Dari pantauan, di rumah Ustad Adih (40), kerusakan tidak terlalu parah. Meski serpihan terbesar ditemukan di sekitar rumahnya, tidak ada kerusakan berarti. "Sebab jatuhnya di atas pohon," kata dia.
Sementara di rumah Alar (51), ditemukan serpihan berukuran 60 cm. Serpihan itu menimpa genting rumah. Namun Alar sudah memperbaikinya.
Di kampung ini sedikitnya ditemukan 6 serpihan yang kemudian dilaporkan ke Polsek Sepatan Timur, Tangerang, Banten.
Warga juga sempat menghubungi pihak Batavia Air untuk mengonfirmasi masalah ini karena jatuhnya serpihan bersamaan dengan jadwal penerbangan Batavia. Namun diperoleh keterangan, serpihan itu bukan milik Batavia. "Bisa jadi itu pesawat milik militer," kata Adih.
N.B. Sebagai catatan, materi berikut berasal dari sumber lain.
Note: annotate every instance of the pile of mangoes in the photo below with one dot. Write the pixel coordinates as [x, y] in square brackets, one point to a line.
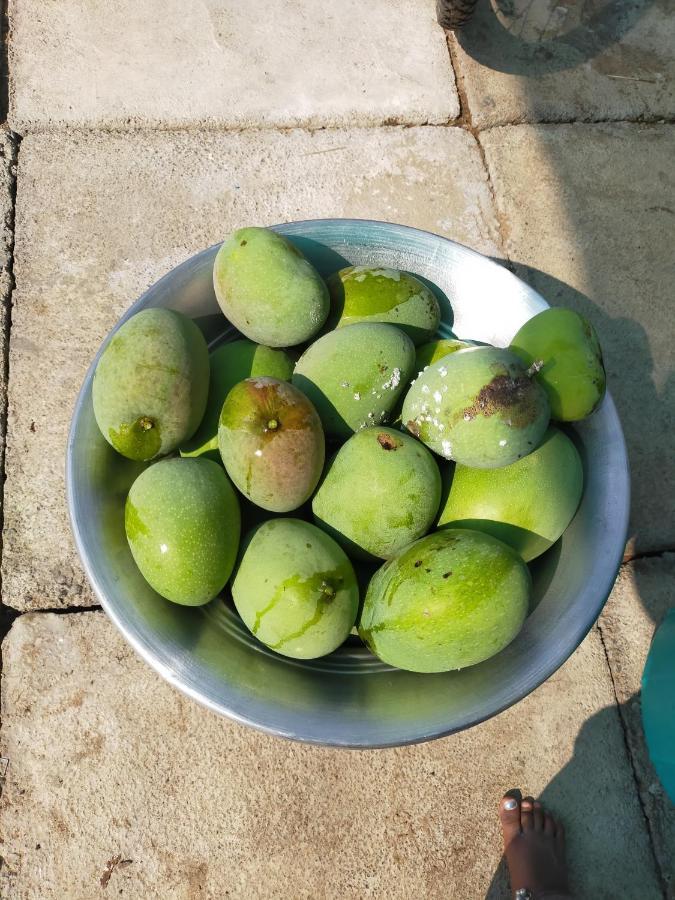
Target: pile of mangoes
[386, 479]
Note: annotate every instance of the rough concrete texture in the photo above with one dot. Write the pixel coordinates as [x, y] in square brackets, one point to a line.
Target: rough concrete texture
[224, 62]
[101, 217]
[643, 594]
[525, 61]
[7, 176]
[587, 215]
[201, 807]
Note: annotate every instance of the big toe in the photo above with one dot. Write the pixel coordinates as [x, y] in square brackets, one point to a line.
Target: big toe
[509, 814]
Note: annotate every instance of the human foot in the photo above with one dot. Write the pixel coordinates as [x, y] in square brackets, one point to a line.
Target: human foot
[534, 846]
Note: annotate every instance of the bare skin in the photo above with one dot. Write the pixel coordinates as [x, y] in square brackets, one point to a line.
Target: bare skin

Meski bukan milik Batavia, di saat yang sama Rabu 21 November 2007 pukul 17.00 WIB, pesawat Batavia rute Jakarta mengalami masalah dengan over wing cover-nya yang copot.
Namun pilot kemudian memutuskan untuk kembali ke bandara untuk menghindari kejadian yang tidak diinginkan.
Pemerintah Harus Tegas
Soal masalah teknis yang menimpa pesawat komersial ini, anggota Komisi V (FPAM) Putra Jaya Husein meminta pemerintah bertindak tegas terhadap operator yang terbukti melakukan pelanggaran prosedur.
Pemerintah lewat DSKU juga harus mengusut jika ada anggotanya di lapangan yang bermain mata dengan operator, sehingga fungsi kontrol dan pengawasan diabaikan.
"Kita minta pada pemerintah untuk lebih tegas pada operator yang melakukan pelanggaran prosedur, karena terkait dengan harga nyawa manusia," katanya.
Menurut Putra, insiden yang terjadi pada Batavia Air sangat disesalkan karena terbukti pengawasan kelaikan terbang masih sangat rendah. Padahal, tuntutan publik dan peringatan DPR terkait perlunya memperhatikan faktor keselamatan sangat ketat.
"Saya memakai mobil 5 tahun lebih saja nggak ada yang sampai jatuh. Ini pesawat, angkut manusia lagi, masak bisa sampai begitu. Ini sangat disesalkan," katanya.
Sementara Wakil Ketua Komisi V Yosef Umar Hadi kaget mengetahui ada bagian pesawat Batavia yang jatuh. Sebab ini mengindikasikan pengawasan dan keselamatan penumpang masih sangat rendah.